Eine aktuelle retrospektive Kohortenstudie von Pahwa und Kollegen untersuchte nun die Risikofaktoren für die Entwicklung einer Niereninsuffizienz unter langfristiger Lithiumprophylaxe bei Patienten mit bipolaren Störungen. Dafür wurden 154 erwachsene Patienten (18 bis 80 Jahre) aus der Mayo Clinic Bipolar Biobank ausgewählt und analysiert, die für mindestens ein Jahr mit Lithium behandelt worden waren.
Zusammenfassend wurde bei einem Viertel dieser Patienten eine chronische Niereninsuffizienz beobachtet, wobei sich die Progressionsrate der Nierenfunktionseinschränkung bei fortgesetzter gegenüber beendeter Lithiumtherapie nicht unterschied.
Unabhängige Prädiktoren für die Entwicklung einer Niereninsuffizienz unter langfristiger Lithiumbehandlung waren demnach ein komorbid bestehender Diabetes mellitus Typ II und interessanterweise auch der Gebrauch von Benzodiazepinen, was die Autoren über eine vermehrte Ängstlichkeit und einen konsekutiv höheren Blutdruck von Benzodiazepin-behandelten Patienten erklärten. Darüber hinaus wurden bei Patienten, die später im Behandlungsverlauf eine Niereninsuffizienz entwickelten, bereits bei Studieneintritt erhöhte Kreatinin-Werte gemessen, was auf die Bedeutung einer zusätzlichen renalen Prädisposition hinweist.

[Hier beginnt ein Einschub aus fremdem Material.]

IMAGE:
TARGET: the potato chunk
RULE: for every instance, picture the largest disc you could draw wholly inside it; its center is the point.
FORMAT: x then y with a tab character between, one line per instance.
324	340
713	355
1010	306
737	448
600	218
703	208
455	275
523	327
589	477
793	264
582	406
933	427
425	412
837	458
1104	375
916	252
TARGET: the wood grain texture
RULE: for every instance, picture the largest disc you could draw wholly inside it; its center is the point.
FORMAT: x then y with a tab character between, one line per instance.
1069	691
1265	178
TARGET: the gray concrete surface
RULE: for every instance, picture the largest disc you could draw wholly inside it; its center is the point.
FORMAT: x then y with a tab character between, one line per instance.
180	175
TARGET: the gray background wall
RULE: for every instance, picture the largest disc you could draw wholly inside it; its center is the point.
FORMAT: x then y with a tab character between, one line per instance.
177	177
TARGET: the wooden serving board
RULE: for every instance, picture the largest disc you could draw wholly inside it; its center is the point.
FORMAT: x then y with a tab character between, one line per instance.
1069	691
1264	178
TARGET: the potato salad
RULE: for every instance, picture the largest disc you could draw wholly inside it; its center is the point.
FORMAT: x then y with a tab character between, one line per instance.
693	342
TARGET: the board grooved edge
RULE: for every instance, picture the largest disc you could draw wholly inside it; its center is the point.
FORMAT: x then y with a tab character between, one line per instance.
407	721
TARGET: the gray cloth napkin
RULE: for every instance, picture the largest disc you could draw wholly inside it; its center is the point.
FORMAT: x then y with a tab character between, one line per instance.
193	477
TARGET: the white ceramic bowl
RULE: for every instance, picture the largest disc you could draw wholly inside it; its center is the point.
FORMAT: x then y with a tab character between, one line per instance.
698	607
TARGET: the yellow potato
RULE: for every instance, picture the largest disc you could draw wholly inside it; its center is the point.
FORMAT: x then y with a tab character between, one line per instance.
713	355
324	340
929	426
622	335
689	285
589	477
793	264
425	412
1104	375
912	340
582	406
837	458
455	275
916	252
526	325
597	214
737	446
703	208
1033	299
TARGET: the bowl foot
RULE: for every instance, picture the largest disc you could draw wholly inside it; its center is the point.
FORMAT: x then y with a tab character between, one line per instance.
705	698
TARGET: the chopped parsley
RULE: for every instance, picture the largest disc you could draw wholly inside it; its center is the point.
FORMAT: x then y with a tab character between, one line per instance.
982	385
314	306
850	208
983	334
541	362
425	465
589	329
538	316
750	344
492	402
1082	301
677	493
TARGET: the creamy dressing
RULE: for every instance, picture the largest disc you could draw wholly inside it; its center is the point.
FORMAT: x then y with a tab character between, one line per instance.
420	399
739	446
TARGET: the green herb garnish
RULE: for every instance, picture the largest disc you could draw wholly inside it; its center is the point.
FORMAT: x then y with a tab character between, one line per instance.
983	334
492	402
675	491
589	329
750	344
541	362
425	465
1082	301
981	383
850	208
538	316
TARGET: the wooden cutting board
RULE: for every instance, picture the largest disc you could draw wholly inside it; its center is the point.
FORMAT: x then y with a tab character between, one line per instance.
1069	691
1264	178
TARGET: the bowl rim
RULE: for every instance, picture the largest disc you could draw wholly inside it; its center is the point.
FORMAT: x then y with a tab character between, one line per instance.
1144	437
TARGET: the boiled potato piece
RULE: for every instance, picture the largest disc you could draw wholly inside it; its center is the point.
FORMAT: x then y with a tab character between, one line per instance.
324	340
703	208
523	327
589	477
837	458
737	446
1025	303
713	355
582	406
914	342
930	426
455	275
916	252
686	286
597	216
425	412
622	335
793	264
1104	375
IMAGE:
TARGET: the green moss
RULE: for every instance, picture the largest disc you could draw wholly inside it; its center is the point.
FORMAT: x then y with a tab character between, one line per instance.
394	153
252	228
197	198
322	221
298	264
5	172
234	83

Die Autoren schlussfolgerten daher, dass das Fortschreiten einer Niereninsuffizienz bei langfristig mit Lithium behandelten Patienten mit bipolarer Erkrankung auch durch
Komorbiditäten in relevantem Ausmaß beeinflusst wird, so Bauer. Nach den Ergebnissen dieser Studie sollte das Absetzen von Lithium nach Entwicklung einer chronischen Niereninsuffizienz – insbesondere bei gutem Therapieansprechen – erst nach ausführlicher Risiko-Nutzen-Abwägung sowie nach Prüfung von Komorbiditäten, Begleitmedikation und Risikofaktoren erfolgen.
Pahwa, M. et al. (2021): Long-term lithium therapy and risk of chronic kidney disease in bipolar disorder: A historical cohort study. Bipolar Disord 23:715-723. doi: 10.1111/bdi.13052.